In this article we will cover the following topics:
Trying the Liquify Tool
Creating Random Colors in Clip Studio Paint
Let’s get drawing
Trying the Liquify Tool
All the videos I’ve seen doing this have started with a field of random dots of what’s called Color Noise, like below.
The artists in these videos then use Procreate’s Liquify tool and use it to expand some point of color. In Procreate, this basically “zooms in” on one color, making it fill the area. However, the Expand option on Clip Studio Paint’s Liquify tool doesn’t work this way, and trying to recreate this way of picking colors left me with the results below.
So obviously doing this challenge the way I’ve seen on YouTube Shorts isn’t going to work, but that’s okay! We’ll just have to figure out a different way.
Creating Random Colors in Clip Studio Paint
So first let’s find a color jitter brush on Clip Studio Assets. I chose the one shown below because it puts down a new, random color with each stroke of the tool. Download your chosen Color Jitter brush and install it.
Next I’m going to pull up a basic face layout. I have another sketch that I’m going to use for my actual colors, I’m just using this to save my palette. If you’re making this for a video, you may want to create some little drawings with the area you’re picking colors for emphasized to make the video look better. Since I just wanted to see if this would work, I simply used a basic face layout stamp I created in another post.
Choose a base color. This can be anything, because the hue doesn’t matter. With the brush that I chose to use for this challenge, the saturation and brightness do NOT change, so if we pick a very bright and saturated color, we will get a bright and saturated palette. If I chose a pastel shade, the palette I get will be more muted. I tried to choose something not too saturated but not too dark either.
Next, decide what area of the drawing you’re currently choosing colors for. I decided to start with the skin color. Then I pressed down hard on my stylus and filled in the skin area of my base drawing without picking up the stylus at all so that the color wouldn’t change.
I then continued doing one stylus press for each area of my drawing I’d be coloring, including eyes, hair, hat, and jacket colors. This doesn’t need to be pretty since I’m just going to be picking colors from this image.

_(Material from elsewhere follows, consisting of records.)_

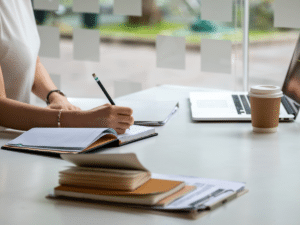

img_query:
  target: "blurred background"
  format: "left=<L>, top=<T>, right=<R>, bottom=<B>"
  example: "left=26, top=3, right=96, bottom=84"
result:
left=31, top=0, right=299, bottom=103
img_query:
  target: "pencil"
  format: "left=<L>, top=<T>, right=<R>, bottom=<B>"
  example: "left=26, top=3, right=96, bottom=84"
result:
left=92, top=73, right=115, bottom=105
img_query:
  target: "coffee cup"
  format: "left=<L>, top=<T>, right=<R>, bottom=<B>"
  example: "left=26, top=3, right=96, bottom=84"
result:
left=249, top=85, right=283, bottom=133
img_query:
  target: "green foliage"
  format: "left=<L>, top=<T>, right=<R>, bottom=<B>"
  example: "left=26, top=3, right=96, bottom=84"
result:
left=100, top=22, right=184, bottom=35
left=249, top=2, right=274, bottom=30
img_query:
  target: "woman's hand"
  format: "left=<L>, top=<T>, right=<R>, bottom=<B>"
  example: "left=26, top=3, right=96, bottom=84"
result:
left=45, top=92, right=81, bottom=111
left=83, top=104, right=134, bottom=134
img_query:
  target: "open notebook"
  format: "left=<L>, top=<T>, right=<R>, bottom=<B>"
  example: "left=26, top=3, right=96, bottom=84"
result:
left=1, top=125, right=157, bottom=155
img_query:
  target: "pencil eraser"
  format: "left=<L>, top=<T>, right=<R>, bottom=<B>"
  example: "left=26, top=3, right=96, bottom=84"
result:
left=201, top=39, right=232, bottom=74
left=38, top=26, right=60, bottom=58
left=201, top=0, right=233, bottom=22
left=73, top=0, right=100, bottom=14
left=73, top=29, right=100, bottom=62
left=274, top=0, right=300, bottom=28
left=114, top=80, right=142, bottom=97
left=113, top=0, right=142, bottom=16
left=156, top=35, right=186, bottom=70
left=33, top=0, right=59, bottom=11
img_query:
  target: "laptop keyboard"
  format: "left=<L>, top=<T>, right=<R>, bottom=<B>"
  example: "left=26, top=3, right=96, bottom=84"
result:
left=232, top=95, right=251, bottom=115
left=281, top=95, right=295, bottom=115
left=240, top=95, right=251, bottom=114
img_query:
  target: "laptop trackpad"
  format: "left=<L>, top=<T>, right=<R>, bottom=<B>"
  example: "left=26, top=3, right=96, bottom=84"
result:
left=190, top=93, right=239, bottom=117
left=197, top=100, right=229, bottom=108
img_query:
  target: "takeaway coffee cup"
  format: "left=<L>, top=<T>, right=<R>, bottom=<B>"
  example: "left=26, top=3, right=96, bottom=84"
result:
left=249, top=85, right=283, bottom=133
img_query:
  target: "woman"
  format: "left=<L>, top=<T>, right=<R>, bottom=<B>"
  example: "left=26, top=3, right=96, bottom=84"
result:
left=0, top=0, right=134, bottom=134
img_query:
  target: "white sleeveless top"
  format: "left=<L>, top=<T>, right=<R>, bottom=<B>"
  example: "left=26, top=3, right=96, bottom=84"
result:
left=0, top=0, right=40, bottom=104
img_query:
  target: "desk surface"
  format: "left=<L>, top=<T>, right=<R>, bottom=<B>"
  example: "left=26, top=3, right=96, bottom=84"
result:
left=1, top=85, right=300, bottom=225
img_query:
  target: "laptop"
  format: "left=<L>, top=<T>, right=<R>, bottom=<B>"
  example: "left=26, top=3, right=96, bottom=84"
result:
left=190, top=34, right=300, bottom=122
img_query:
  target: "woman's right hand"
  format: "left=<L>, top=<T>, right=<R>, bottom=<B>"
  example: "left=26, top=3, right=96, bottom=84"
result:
left=83, top=104, right=134, bottom=134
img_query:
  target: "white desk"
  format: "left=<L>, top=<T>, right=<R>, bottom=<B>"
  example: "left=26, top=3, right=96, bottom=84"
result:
left=1, top=85, right=300, bottom=225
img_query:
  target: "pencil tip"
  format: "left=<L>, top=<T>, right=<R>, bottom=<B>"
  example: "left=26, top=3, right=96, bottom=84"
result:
left=92, top=73, right=96, bottom=77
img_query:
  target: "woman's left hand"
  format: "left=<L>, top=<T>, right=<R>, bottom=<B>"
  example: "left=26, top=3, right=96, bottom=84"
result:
left=45, top=92, right=81, bottom=111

Now, using the palette selected by the random color brush, I colored in my drawing!
It’s probably not the most exciting color palette, but it’s definitely not the palette I would’ve chosen on my own for this drawing and I think that’s the fun part of doing a challenge like this!
Conclusion
Just because you can’t do the random color challenge exactly like the videos online doesn’t mean that you have to miss out! By just thinking outside the box a bit we can still get random colors to make an image with and experiment with color.